The proposed MHSA-CL-PPO not only succeeds more often but also completes the task faster on average and has found a policy that can achieve the goal in as few as 20 steps, the best among all tested algorithms. This demonstrates that the algorithm has learned a superior and more direct manipulation strategy for the dexterous robotic hand.

4. Conclusion

This work addresses the significant challenge of enabling an underactuated dexterous hand to perform dexterous in-hand reorientation. The proposed MHSA-CL-PPO algorithm innovatively combines a Multi-headed Self-Attention mechanism with a Curriculum Learning strategy within the PPO framework. The MHSA module allows the policy network to dynamically focus on the most task-relevant state features, while the CL strategy provides structured, incremental learning goals to overcome sparse rewards. Extensive simulation experiments lead to the following conclusions:

The MHSA-CL-PPO algorithm converges to a higher average reward during training, enabling the underactuated dexterous hand to discover more rewarding action sequences.
The policies learned by MHSA-CL-PPO are more efficient, requiring fewer time steps on average to complete the reorientation task compared to baseline methods.
Most importantly, MHSA-CL-PPO achieves a dramatically higher task success rate of 82.31% in rigorous testing, more than doubling the performance of the standard PPO baseline and decisively outperforming other variants.

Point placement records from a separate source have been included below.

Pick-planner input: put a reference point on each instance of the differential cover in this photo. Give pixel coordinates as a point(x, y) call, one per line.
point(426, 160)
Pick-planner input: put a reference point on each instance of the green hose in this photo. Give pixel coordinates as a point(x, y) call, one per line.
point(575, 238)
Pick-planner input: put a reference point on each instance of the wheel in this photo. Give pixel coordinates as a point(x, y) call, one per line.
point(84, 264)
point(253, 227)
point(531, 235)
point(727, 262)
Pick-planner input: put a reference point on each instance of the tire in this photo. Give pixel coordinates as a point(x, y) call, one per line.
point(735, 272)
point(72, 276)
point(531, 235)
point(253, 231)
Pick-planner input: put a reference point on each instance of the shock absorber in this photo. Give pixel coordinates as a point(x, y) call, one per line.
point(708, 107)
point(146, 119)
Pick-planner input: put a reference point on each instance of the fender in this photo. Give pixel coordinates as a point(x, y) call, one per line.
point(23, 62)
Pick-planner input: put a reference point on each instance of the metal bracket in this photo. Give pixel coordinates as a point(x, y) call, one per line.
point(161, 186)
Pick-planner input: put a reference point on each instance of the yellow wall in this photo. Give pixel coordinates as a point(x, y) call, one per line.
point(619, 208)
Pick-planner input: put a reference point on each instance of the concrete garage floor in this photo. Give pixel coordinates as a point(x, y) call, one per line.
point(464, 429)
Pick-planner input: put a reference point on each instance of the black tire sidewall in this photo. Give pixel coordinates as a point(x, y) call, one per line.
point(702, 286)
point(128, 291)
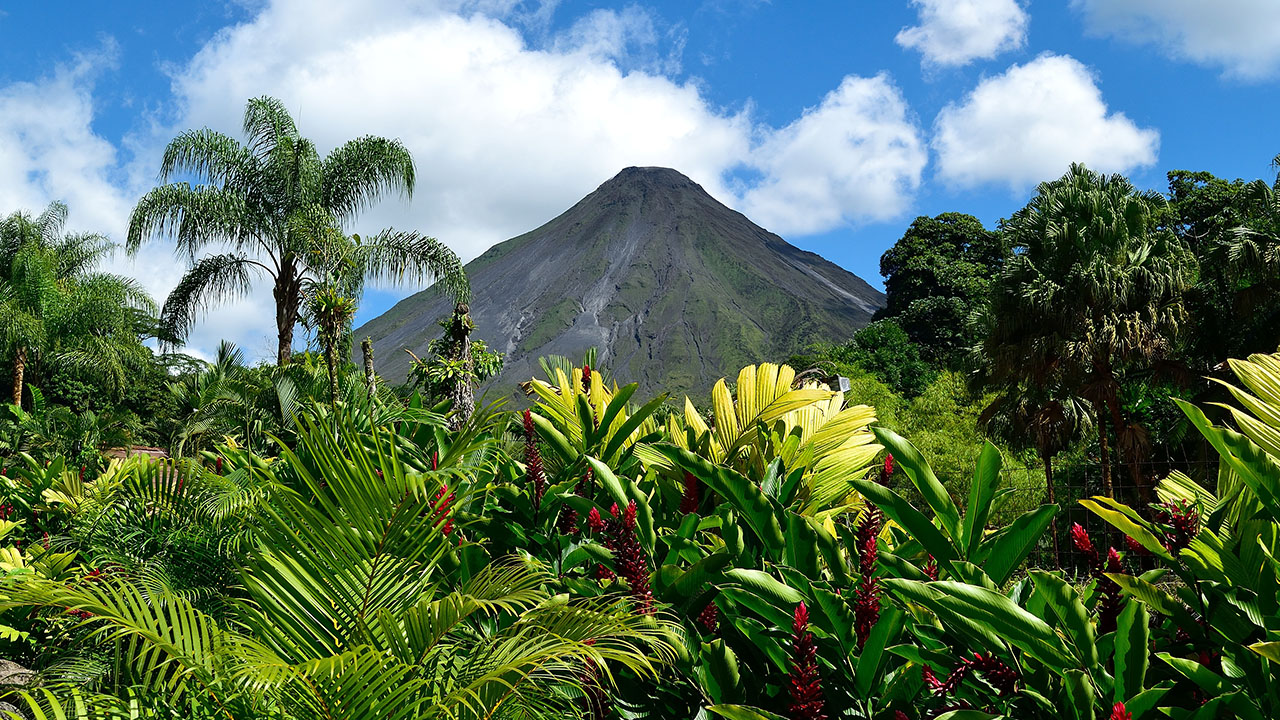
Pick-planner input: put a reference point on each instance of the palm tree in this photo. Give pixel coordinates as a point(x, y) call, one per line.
point(275, 206)
point(56, 309)
point(1093, 290)
point(1051, 422)
point(357, 607)
point(1253, 249)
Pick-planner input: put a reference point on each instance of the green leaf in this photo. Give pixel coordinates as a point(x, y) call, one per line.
point(630, 425)
point(1208, 680)
point(899, 510)
point(1072, 615)
point(1271, 651)
point(705, 570)
point(611, 411)
point(720, 671)
point(1132, 647)
point(922, 477)
point(554, 438)
point(764, 586)
point(741, 492)
point(801, 548)
point(743, 712)
point(1079, 695)
point(1004, 552)
point(986, 479)
point(867, 675)
point(992, 610)
point(1128, 523)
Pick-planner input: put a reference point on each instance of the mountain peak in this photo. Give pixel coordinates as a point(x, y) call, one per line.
point(673, 288)
point(650, 178)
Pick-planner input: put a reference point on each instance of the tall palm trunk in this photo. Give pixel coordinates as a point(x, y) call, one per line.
point(1129, 451)
point(1052, 499)
point(1104, 450)
point(462, 393)
point(287, 297)
point(19, 369)
point(366, 347)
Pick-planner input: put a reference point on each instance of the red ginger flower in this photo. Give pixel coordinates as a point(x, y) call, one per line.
point(807, 700)
point(1110, 598)
point(443, 509)
point(867, 600)
point(629, 556)
point(995, 671)
point(1183, 522)
point(534, 463)
point(887, 472)
point(690, 500)
point(594, 522)
point(709, 618)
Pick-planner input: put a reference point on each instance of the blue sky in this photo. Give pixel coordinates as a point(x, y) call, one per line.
point(833, 123)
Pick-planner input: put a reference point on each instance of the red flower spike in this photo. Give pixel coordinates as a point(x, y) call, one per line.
point(807, 698)
point(594, 522)
point(709, 618)
point(867, 601)
point(931, 569)
point(690, 500)
point(567, 522)
point(629, 556)
point(534, 463)
point(443, 510)
point(1182, 520)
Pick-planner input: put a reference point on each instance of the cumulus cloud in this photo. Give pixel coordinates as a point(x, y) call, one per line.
point(50, 153)
point(1031, 122)
point(510, 127)
point(1239, 36)
point(956, 32)
point(858, 155)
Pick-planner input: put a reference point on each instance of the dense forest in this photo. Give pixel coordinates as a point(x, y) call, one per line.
point(1043, 482)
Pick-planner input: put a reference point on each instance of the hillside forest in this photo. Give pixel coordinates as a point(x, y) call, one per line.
point(1043, 482)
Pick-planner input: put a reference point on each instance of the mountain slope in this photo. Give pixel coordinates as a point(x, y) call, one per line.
point(675, 290)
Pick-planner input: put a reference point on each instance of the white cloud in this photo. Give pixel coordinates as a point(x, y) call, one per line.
point(956, 32)
point(50, 153)
point(858, 155)
point(506, 133)
point(1031, 122)
point(1239, 36)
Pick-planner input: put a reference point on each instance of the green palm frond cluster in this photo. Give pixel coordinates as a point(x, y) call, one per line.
point(344, 609)
point(277, 209)
point(58, 313)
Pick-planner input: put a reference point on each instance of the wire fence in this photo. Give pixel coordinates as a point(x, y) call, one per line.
point(1056, 548)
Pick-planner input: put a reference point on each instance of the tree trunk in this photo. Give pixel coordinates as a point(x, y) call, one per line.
point(366, 347)
point(1129, 454)
point(19, 369)
point(286, 294)
point(462, 393)
point(1052, 500)
point(1104, 450)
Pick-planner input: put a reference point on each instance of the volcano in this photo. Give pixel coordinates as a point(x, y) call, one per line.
point(672, 287)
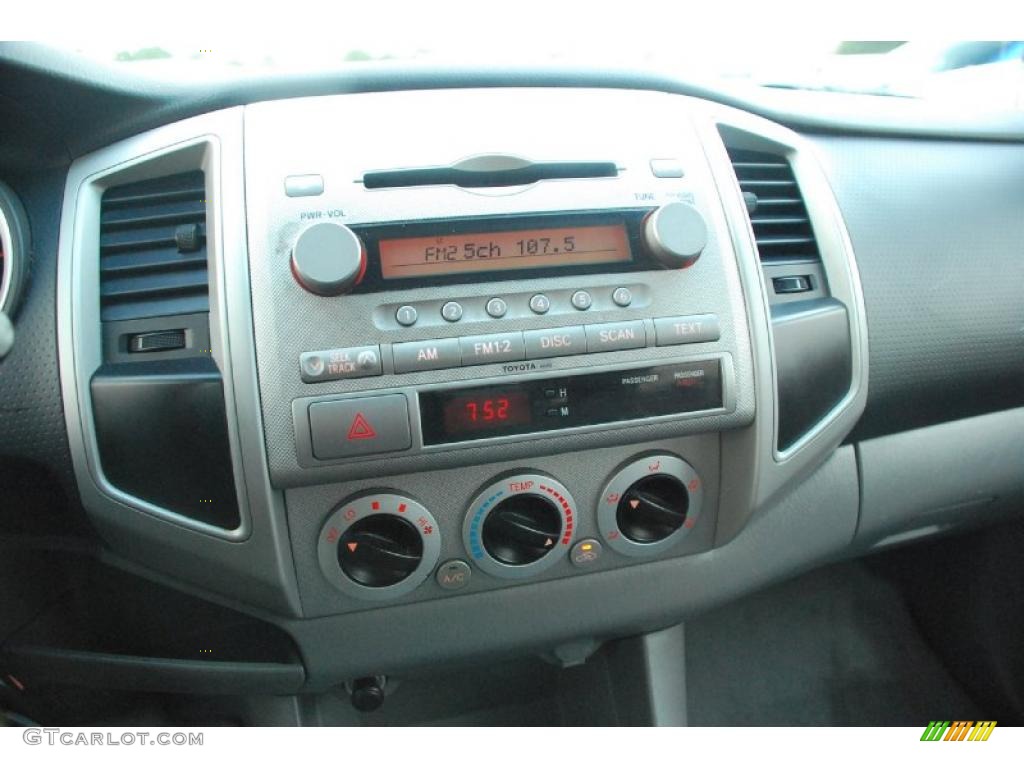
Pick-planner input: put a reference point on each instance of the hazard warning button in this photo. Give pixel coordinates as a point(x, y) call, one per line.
point(359, 426)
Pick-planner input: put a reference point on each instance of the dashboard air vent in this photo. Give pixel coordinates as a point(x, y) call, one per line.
point(153, 248)
point(781, 227)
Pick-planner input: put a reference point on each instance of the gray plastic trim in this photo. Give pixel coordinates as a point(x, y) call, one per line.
point(921, 480)
point(14, 244)
point(252, 562)
point(756, 452)
point(10, 261)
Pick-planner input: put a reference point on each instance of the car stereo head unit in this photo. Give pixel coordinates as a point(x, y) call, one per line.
point(331, 258)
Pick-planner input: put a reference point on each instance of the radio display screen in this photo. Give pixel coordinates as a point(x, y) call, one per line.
point(564, 401)
point(523, 249)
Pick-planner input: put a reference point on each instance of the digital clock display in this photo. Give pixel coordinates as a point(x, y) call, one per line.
point(523, 249)
point(486, 411)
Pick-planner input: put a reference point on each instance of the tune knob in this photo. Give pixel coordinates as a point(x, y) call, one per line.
point(378, 546)
point(329, 259)
point(519, 525)
point(676, 233)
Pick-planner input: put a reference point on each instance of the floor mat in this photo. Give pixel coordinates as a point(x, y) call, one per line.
point(836, 646)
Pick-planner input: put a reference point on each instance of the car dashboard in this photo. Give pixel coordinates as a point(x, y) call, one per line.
point(408, 373)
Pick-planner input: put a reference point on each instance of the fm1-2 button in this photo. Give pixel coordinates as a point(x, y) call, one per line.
point(359, 426)
point(478, 350)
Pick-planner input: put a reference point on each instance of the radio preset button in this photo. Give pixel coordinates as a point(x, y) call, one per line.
point(555, 342)
point(478, 350)
point(690, 330)
point(407, 315)
point(452, 311)
point(349, 363)
point(359, 426)
point(426, 355)
point(582, 300)
point(609, 337)
point(497, 307)
point(540, 303)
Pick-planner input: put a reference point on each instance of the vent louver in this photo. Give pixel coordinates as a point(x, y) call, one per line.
point(153, 248)
point(781, 226)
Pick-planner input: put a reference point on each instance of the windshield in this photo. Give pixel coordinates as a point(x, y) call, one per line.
point(992, 71)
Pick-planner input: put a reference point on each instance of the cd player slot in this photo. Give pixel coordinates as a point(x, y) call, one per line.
point(486, 174)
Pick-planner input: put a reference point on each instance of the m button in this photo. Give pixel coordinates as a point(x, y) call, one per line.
point(359, 426)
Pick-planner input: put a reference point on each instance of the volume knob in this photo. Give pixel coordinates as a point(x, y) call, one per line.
point(329, 259)
point(676, 235)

These results validate the effectiveness of the proposed algorithmic enhancements and, crucially, demonstrate the feasibility of using a low-DoF underactuated dexterous hand for complex dexterous manipulation tasks like in-hand reorientation. This opens promising avenues for deploying more affordable, robust, and yet capable robotic hands in real-world applications.